Q3 2025 earnings summary
11 Jun, 2026Executive summary
Achieved resilient organic growth of +1.5% in net sales for the first nine months of 2025, reaching €2,281 million, despite a challenging macroeconomic environment and adverse currency effects.
Outperformed the spirits sector in key markets, with strong sell-out and shipment alignment, particularly in the US and EMEA, and gained share across most geographies during peak season.
Profitability improved, supported by gross margin accretion, disciplined cost management, and efficiency gains, offsetting increased brand investments.
Continued portfolio streamlining, including disposals of Tannico, Cinzano, and the Australian plant, supporting financial deleveraging.
Leadership transition: Paolo Marchesini to Vice Chairman, Francesco Mele as new CFO, and Simon Hunt as CEO.
Financial highlights
Net sales grew +0.2% year-over-year to €2,281 million, with +1.5% organic growth, +1.1% perimeter impact, and -2.4% FX effect; Q3 organic growth was 4.4%.
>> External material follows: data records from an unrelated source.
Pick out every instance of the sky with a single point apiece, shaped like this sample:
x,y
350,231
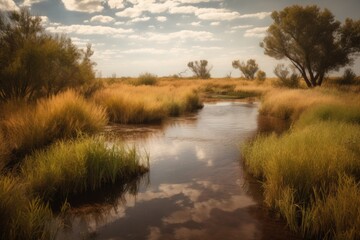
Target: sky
x,y
130,37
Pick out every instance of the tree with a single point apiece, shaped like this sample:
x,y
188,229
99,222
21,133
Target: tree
x,y
34,63
312,40
249,69
200,69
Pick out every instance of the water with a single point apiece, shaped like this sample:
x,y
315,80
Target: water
x,y
196,188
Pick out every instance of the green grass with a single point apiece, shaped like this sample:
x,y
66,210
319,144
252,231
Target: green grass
x,y
303,173
145,79
77,166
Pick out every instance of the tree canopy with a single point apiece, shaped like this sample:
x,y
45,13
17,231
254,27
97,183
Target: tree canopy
x,y
312,40
34,63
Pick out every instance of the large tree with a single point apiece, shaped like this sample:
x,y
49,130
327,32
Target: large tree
x,y
312,40
34,63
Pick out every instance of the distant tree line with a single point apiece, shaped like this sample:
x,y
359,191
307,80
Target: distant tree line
x,y
34,63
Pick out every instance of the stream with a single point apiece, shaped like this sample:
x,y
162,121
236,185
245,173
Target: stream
x,y
196,187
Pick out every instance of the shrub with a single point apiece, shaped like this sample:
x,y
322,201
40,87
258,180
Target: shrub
x,y
77,166
284,80
260,76
63,116
146,79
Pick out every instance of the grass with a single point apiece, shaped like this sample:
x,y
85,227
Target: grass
x,y
311,174
144,104
78,166
63,116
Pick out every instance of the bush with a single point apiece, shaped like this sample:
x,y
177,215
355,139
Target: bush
x,y
78,166
349,77
284,80
63,116
311,176
260,76
200,69
249,69
146,79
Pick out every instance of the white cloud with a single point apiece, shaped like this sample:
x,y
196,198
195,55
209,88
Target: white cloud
x,y
256,32
260,15
89,6
118,4
183,10
28,3
161,19
241,27
217,14
89,30
102,19
197,24
140,19
8,5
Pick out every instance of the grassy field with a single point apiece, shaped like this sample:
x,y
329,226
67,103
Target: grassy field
x,y
49,154
311,174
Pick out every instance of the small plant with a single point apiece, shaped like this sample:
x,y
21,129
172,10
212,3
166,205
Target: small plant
x,y
284,80
200,69
146,79
261,76
249,69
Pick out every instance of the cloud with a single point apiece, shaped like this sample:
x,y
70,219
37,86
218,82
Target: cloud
x,y
8,5
89,30
241,27
260,15
216,14
256,32
118,4
102,19
89,6
28,3
161,19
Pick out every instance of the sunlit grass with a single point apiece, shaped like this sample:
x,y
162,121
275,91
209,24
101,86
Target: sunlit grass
x,y
77,166
144,104
63,116
21,216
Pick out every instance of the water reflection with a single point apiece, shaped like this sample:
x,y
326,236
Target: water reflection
x,y
197,187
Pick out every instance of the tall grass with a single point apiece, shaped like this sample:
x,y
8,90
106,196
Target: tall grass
x,y
77,166
61,116
144,104
303,173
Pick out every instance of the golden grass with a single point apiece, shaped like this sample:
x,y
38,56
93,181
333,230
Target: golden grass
x,y
63,116
289,104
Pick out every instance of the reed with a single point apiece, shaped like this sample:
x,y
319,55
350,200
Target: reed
x,y
62,116
302,171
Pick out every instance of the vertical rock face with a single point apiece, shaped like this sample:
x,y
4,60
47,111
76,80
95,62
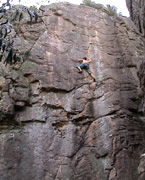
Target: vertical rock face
x,y
137,13
59,124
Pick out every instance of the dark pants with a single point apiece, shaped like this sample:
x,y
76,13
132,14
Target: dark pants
x,y
84,66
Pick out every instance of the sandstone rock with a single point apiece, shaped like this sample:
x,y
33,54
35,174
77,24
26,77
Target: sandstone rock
x,y
137,9
57,123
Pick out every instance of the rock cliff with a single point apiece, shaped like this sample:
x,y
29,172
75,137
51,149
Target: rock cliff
x,y
137,13
59,124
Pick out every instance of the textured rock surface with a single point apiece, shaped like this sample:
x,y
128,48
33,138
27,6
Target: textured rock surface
x,y
137,13
57,123
141,168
EBIT-adjusted reached €517.4 million (+3.6%), margin at 22.7% (up 80bps reported, flat organically); EBITDA-adjusted was €628.7 million (+6.4%), margin at 27.6%.
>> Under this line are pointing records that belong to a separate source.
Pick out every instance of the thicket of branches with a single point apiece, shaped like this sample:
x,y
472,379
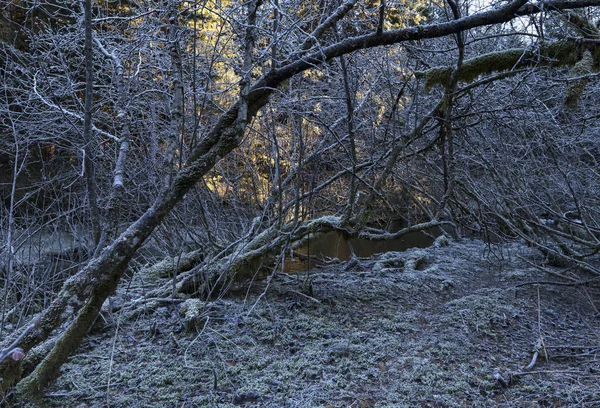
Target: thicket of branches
x,y
220,135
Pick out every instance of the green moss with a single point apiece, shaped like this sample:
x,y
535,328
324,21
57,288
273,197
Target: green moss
x,y
556,54
583,67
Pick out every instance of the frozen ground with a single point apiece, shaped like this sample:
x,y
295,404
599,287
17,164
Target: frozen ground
x,y
449,326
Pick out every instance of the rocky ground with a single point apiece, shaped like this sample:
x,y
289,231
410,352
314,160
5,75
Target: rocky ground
x,y
446,326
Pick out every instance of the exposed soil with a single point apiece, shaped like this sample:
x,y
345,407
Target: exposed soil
x,y
446,326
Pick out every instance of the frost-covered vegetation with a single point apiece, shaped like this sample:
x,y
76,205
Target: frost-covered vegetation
x,y
390,332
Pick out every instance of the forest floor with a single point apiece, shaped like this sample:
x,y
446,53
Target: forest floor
x,y
446,326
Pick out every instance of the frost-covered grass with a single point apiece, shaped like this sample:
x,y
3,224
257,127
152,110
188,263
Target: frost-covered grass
x,y
416,328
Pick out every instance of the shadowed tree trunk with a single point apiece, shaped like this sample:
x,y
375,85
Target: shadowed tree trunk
x,y
84,293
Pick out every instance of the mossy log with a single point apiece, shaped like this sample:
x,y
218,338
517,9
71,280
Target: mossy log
x,y
166,267
554,54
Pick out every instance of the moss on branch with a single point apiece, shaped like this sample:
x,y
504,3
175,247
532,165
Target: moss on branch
x,y
554,54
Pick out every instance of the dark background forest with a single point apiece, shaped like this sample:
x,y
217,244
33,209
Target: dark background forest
x,y
211,142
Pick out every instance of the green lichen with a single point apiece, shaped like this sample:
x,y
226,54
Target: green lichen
x,y
583,67
556,54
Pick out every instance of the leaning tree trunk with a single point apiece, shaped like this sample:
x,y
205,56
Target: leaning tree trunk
x,y
85,292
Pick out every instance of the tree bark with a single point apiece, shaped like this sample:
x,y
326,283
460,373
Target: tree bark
x,y
86,291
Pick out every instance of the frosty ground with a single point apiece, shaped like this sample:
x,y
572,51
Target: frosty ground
x,y
445,326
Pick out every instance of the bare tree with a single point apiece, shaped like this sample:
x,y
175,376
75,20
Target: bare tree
x,y
186,136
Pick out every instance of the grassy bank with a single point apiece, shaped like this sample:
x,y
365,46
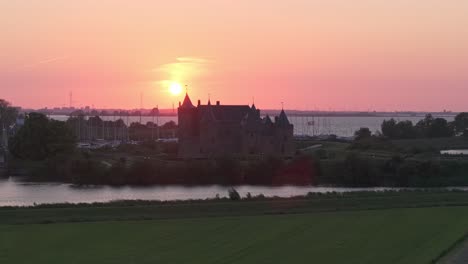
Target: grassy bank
x,y
319,229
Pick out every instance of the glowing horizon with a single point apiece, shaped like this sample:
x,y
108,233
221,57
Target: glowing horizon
x,y
341,55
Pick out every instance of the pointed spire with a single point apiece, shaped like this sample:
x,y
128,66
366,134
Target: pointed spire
x,y
267,120
187,102
283,119
208,115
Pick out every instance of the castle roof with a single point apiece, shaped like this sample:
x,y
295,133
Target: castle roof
x,y
225,112
283,119
267,120
187,103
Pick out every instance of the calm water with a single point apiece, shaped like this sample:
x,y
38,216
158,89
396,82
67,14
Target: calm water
x,y
455,152
15,193
343,126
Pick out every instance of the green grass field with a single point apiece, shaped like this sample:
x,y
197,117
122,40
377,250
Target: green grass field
x,y
416,235
388,227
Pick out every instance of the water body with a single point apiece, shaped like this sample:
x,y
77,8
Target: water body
x,y
16,193
343,126
455,152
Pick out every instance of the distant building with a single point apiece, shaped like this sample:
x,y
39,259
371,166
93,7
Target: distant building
x,y
231,130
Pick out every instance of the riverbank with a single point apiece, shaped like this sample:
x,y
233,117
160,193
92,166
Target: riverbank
x,y
384,227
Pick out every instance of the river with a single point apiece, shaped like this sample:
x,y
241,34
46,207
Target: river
x,y
18,193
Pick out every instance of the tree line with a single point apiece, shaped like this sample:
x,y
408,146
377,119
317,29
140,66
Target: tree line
x,y
429,127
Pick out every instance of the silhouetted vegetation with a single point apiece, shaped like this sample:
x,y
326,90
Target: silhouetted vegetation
x,y
41,138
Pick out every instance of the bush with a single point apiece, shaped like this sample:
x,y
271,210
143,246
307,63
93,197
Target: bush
x,y
233,195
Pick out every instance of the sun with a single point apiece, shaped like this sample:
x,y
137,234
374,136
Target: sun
x,y
175,88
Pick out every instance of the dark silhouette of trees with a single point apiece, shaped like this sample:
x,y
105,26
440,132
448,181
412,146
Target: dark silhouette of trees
x,y
461,123
8,114
434,127
41,138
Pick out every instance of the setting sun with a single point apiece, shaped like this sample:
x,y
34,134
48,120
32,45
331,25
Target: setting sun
x,y
175,88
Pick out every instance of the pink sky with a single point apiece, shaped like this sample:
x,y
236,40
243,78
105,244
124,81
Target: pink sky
x,y
309,54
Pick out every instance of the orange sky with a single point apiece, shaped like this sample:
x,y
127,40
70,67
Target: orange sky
x,y
311,54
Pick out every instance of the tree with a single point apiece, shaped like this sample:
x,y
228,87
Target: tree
x,y
41,138
389,128
363,133
233,194
8,114
434,127
461,122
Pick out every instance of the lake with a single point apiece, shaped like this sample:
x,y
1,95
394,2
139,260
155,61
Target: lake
x,y
455,152
17,193
343,126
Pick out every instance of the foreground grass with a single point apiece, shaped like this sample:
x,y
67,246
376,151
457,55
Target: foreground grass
x,y
415,235
389,227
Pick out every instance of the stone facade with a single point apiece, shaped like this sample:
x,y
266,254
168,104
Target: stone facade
x,y
207,131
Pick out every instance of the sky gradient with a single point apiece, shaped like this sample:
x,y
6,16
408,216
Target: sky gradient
x,y
310,54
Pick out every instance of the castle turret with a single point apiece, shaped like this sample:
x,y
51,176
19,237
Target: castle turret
x,y
187,104
282,120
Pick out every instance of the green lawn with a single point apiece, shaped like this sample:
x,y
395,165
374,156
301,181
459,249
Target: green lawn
x,y
416,235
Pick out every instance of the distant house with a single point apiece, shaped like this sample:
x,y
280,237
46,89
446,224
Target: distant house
x,y
231,130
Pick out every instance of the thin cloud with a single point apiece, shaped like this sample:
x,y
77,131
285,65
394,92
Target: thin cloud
x,y
45,61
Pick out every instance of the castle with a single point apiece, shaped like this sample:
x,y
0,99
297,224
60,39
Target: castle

Group pre-tax profit-adjusted was €440.4 million (-2.6% year-over-year); reported pre-tax profit was €398.8 million (-5.7%), impacted by higher financial expenses and one-off severance costs.
Net financial debt at €2,240 million, improved by €136 million year-over-year, with leverage ratio down to 2.9x from 3.6x.
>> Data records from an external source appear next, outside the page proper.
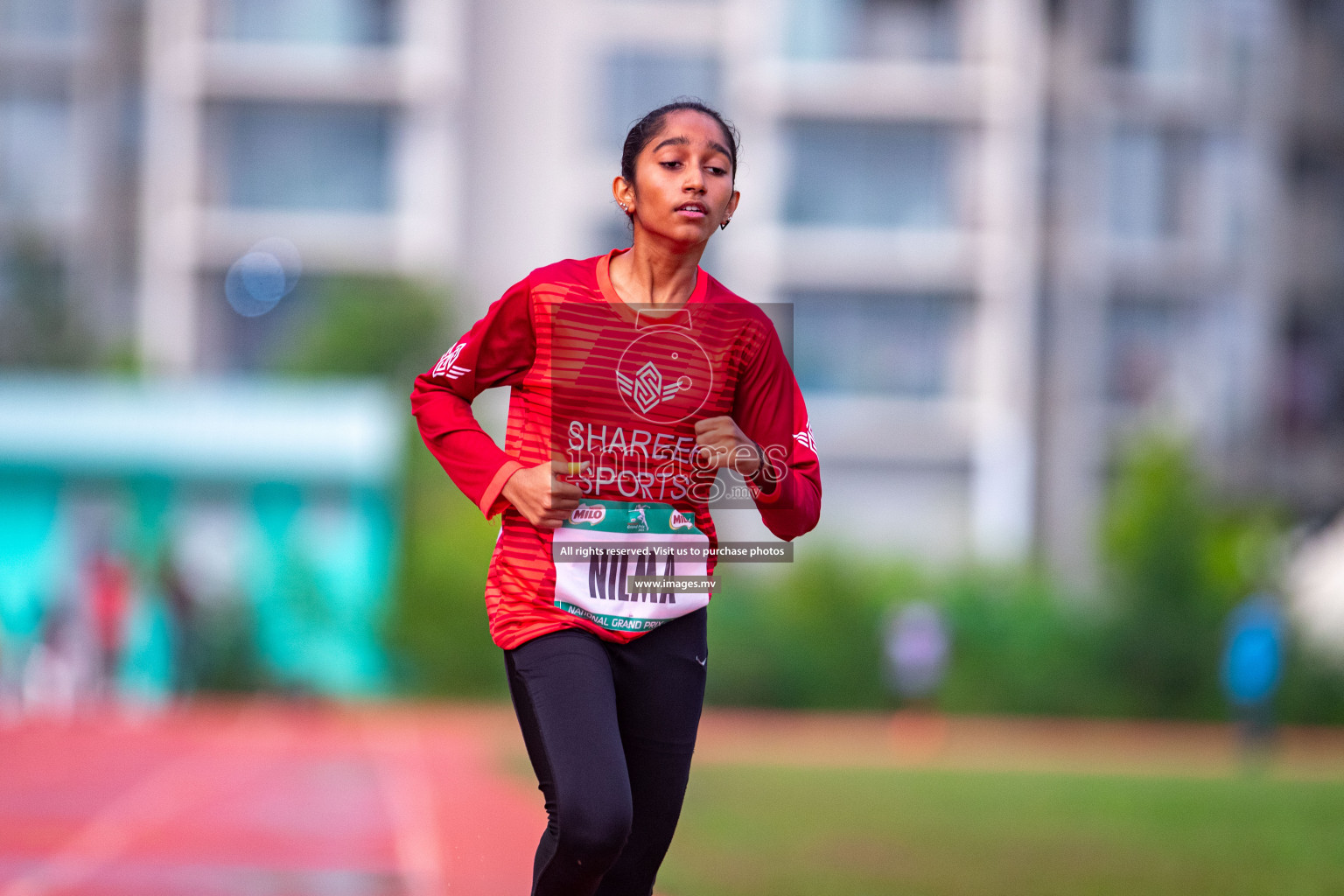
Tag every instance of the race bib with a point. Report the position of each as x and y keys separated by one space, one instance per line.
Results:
x=605 y=544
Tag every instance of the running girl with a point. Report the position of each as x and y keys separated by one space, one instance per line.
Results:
x=634 y=378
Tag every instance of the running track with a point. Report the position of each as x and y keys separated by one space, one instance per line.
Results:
x=257 y=800
x=284 y=800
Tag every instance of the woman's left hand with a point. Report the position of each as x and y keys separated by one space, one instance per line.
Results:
x=721 y=444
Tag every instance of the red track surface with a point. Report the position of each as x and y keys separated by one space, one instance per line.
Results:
x=268 y=801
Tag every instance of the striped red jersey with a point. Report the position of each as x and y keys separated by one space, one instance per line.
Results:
x=594 y=379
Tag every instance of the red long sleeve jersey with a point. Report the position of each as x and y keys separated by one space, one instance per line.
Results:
x=594 y=379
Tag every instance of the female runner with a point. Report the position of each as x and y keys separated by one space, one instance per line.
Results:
x=634 y=378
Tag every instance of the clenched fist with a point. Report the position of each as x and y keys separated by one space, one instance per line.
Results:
x=721 y=444
x=542 y=496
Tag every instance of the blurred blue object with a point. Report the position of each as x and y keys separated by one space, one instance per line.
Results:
x=1254 y=657
x=257 y=281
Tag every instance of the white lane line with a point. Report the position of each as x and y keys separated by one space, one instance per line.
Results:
x=408 y=786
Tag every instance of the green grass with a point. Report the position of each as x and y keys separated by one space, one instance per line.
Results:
x=809 y=832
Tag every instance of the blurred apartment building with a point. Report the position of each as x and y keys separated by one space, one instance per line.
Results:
x=1011 y=230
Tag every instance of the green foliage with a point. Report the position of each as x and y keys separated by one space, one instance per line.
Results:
x=222 y=653
x=1019 y=647
x=788 y=830
x=368 y=326
x=436 y=629
x=809 y=639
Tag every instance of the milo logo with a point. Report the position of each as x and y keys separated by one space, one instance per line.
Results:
x=593 y=514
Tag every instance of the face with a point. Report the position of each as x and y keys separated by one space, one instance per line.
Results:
x=683 y=180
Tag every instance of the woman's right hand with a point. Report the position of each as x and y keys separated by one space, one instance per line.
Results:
x=539 y=494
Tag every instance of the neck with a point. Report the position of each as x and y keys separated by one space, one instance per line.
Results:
x=654 y=271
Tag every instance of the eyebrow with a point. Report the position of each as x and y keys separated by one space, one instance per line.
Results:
x=683 y=141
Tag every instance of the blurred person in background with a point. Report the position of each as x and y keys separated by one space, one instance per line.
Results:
x=634 y=379
x=108 y=586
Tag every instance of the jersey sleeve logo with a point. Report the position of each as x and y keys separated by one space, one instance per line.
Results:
x=805 y=438
x=448 y=364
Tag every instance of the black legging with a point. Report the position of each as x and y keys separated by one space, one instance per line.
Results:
x=609 y=730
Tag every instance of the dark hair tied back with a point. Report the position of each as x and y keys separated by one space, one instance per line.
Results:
x=651 y=125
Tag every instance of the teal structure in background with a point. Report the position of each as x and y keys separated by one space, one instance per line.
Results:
x=276 y=497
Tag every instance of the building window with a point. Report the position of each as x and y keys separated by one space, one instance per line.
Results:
x=304 y=158
x=922 y=30
x=1151 y=175
x=872 y=175
x=1145 y=339
x=38 y=18
x=1156 y=37
x=639 y=82
x=37 y=165
x=877 y=343
x=333 y=22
Cash and cash equivalents at €509 million, reflecting positive cash generation but down €157 million from end-2023 due to dividends, CapEx, and loan repayments.
Outlook and guidance
Full-year guidance maintained for moderate organic topline growth and flattish EBIT-adjusted margin, with tariff impacts now absorbed and further cost efficiencies anticipated.
Guidance assumes no further deterioration in consumer confidence in Europe or the US, especially in the on-trade.
Medium- to long-term outlook remains positive, targeting a return to mid- to high-single-digit organic net sales growth and EBIT margin accretion supported by ongoing cost initiatives.
On track to deliver 50bps improvement in SG&A margin in the first year of cost containment, aiming for 200bps benefit over three years.